I flew out here because it is current ground zero in the struggle against the border wall. I've been hired by the Sierra Club to make a short video about the environmental impact of the wall, and so I'm here trying to get interviews with local enviros and beautiful nature footage of the stretches of habitat along the river where DHS is planning to come in with bulldozers and piledrivers and whatever else and put in their big steel boondoggle, ruining this habitat and cutting off access to big parcels of public and private land that are extremely important to the wildlife and culture and economy down here.
And speaking of culture and economy, wow. Texas sure is different. In a way it's really America in a nutshell, an America I sometimes forget is out there... but I've said that about LA too.

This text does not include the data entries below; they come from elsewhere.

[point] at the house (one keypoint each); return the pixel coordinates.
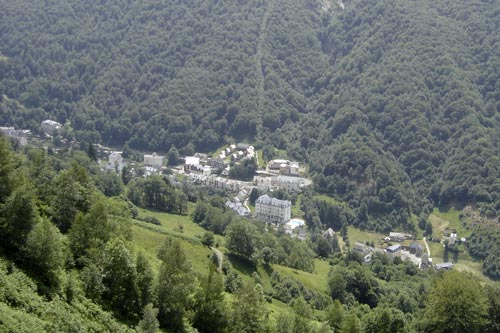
(115, 161)
(154, 161)
(393, 249)
(291, 184)
(294, 168)
(192, 160)
(276, 164)
(21, 136)
(416, 249)
(445, 266)
(397, 237)
(452, 239)
(238, 208)
(50, 126)
(364, 250)
(329, 233)
(216, 163)
(263, 183)
(242, 146)
(272, 210)
(426, 261)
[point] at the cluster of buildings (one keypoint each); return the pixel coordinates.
(201, 164)
(238, 152)
(21, 136)
(288, 183)
(272, 210)
(283, 167)
(154, 161)
(50, 126)
(115, 162)
(238, 207)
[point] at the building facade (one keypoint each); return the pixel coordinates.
(49, 126)
(154, 161)
(272, 210)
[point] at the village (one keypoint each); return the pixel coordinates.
(213, 172)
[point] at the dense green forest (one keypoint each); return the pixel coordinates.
(394, 105)
(72, 260)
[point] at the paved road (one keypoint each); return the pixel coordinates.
(427, 247)
(220, 256)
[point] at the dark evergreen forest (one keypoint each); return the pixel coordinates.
(394, 105)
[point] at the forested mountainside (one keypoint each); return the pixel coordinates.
(394, 104)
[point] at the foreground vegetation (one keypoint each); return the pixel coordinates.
(393, 105)
(72, 259)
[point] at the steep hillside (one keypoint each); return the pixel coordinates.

However, LA is just the bleach-blonde, boob-job America in a nutshell, whereas Texas is like, another level of America, the trailer park, cowboy, monster truck, baptist church America in a nutshell.
And yet this borderlands ribbon of South Texas is fascinating, as all the borderlands are. There's a unique culture as well as a unique ecological treasure (tons of amazing birds, ocelots, rare sabal palm trees, etc). There's an amazing mix of "Winter Texans" - mostly elderly folks who come down here to escape the winter, mostly in RVs - good 'ol boys, Mexicans, Mexican-Americans, vacationing college kids (south padre island is right off the coast here)... it's pretty interesting.